Slam Satan’s Face in the Ground
Lastly, it’s time to get violent with Satan, that slimy defeated foe who’s been bluffing his way through your life like a poker player with a pair of twos. And yet, you have a royal flush in your hand, and you act like you have no backbone? Ephesians 2:6 spells it out: you’re already seated in the heavenly places in Christ Jesus, far above all rule and authority, power and dominion, not groveling below like some spiritual doormat. You already have rivers of living water flowing from your belly. It is already happening. The devil defied the saints of God. But Jesus with one stone, killed Satan and cut off his head. The reason Satan has been beating you up is because he lied to you. He has been whispering how small and weak you are, but now that you’ve awakened to this deception and are striving to be strong in the Lord, passivity is out—done.

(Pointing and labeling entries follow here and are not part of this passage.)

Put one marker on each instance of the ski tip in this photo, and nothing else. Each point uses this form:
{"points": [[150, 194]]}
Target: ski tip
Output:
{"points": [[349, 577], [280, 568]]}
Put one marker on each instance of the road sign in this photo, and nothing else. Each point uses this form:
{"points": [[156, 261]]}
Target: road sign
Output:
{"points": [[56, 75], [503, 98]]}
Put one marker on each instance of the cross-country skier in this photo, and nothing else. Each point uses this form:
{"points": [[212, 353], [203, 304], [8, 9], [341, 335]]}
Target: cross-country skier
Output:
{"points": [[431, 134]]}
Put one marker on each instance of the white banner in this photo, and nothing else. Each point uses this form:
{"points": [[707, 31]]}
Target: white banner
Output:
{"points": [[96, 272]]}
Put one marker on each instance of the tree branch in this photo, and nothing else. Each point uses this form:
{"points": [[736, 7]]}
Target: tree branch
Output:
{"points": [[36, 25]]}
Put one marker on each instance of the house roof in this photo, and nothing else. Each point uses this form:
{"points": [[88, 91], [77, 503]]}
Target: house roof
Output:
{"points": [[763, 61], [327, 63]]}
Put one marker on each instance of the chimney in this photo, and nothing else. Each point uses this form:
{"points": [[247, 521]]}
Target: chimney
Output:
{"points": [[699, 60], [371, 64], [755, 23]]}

By the explosive force of the Holy Spirit and unyielding faith, grab Satan by the back of the head, and start to slam his smug face into the pavement over and over until it’s a bloody pulp, and then keep going for good measure. If he whimpers and begs for mercy, don’t you dare let up—laugh in his face. Satan wants God’s elect to be in pain, and time-constrained with sickness and then an early death. But you’re holding all the cards: he’s already stripped and shamed at the cross (Colossians 2:15), you wield the raw, rivers-of-living-water power of the Spirit (John 7:38-39), Jesus’ name is etched on your tongue as a royal heir so that you can speak and command mountains to move. You are a royal priesthood backed by God’s unassailable authority (1 Peter 2:9), His gifts and callings are irrevocable (Romans 11:29). You always have this authority and firepower—it’s your birthright in the new creation—so unleash it relentlessly, turning harassment into humiliation for that cosmic loser, because not doing this is exactly why he’s lingered like a bad odor all these years.
Slam his face in the ground and praise God that He has given you the victory, power and authority in Jesus Christ.
May God bless you as you reclaim your inheritance. May the kingdom of darkness scream in terror at your approach. And may the Kingdom of God advance when you advance.